Quand je suis ici, je suis dans ton monde,
Quand je suis ici, je suis chez toi,

Quand je suis ici, je suis toi,

Quand je suis ici, je suis toi dans mon monde…

Je n’ai ni les codes, ni les repères, ni les mots.
Tout comme toi, j’ai besoin d’être compris, d’être rassuré, d’être accompagné.

Besoin de reconnaissance, de protection, de ta confiance.

Quand je suis ici, je sais ô combien j’ai besoin d’aide.
O combien j’ai besoin de l’aide de toutes ces drôles de personnes qui se mettent en scène telles que
les AES, AVDH, psychomot., ergothérapeute, infirmières, ES., ME…

Et comme si ce n’était pas déjà assez difficile, les sigles et acronymes me font la tête :
MDPH, AGEFIPH, AAH, RQTH, FALC, FAM, TSA, PMR et tant d’autres encore.

Quand je suis ici, je me sens seul,
Je cherche un papa, un câlin, une attention, un briquet…

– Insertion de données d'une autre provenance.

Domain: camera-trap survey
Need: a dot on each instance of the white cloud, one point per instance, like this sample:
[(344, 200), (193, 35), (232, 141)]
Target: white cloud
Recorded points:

Quand je suis ici, c’est moi le « handicap »

Même si pour toi, mon handicap à moi n’est pas visible.

Et pourtant, j’ai ces difficultés à communiquer avec toi,

Je ne m’exprime pas comme toi,

Mes comportements peuvent te sembler bizarres ;

Comme toi, je suis infoutu d’agir sur mon chromosome 21.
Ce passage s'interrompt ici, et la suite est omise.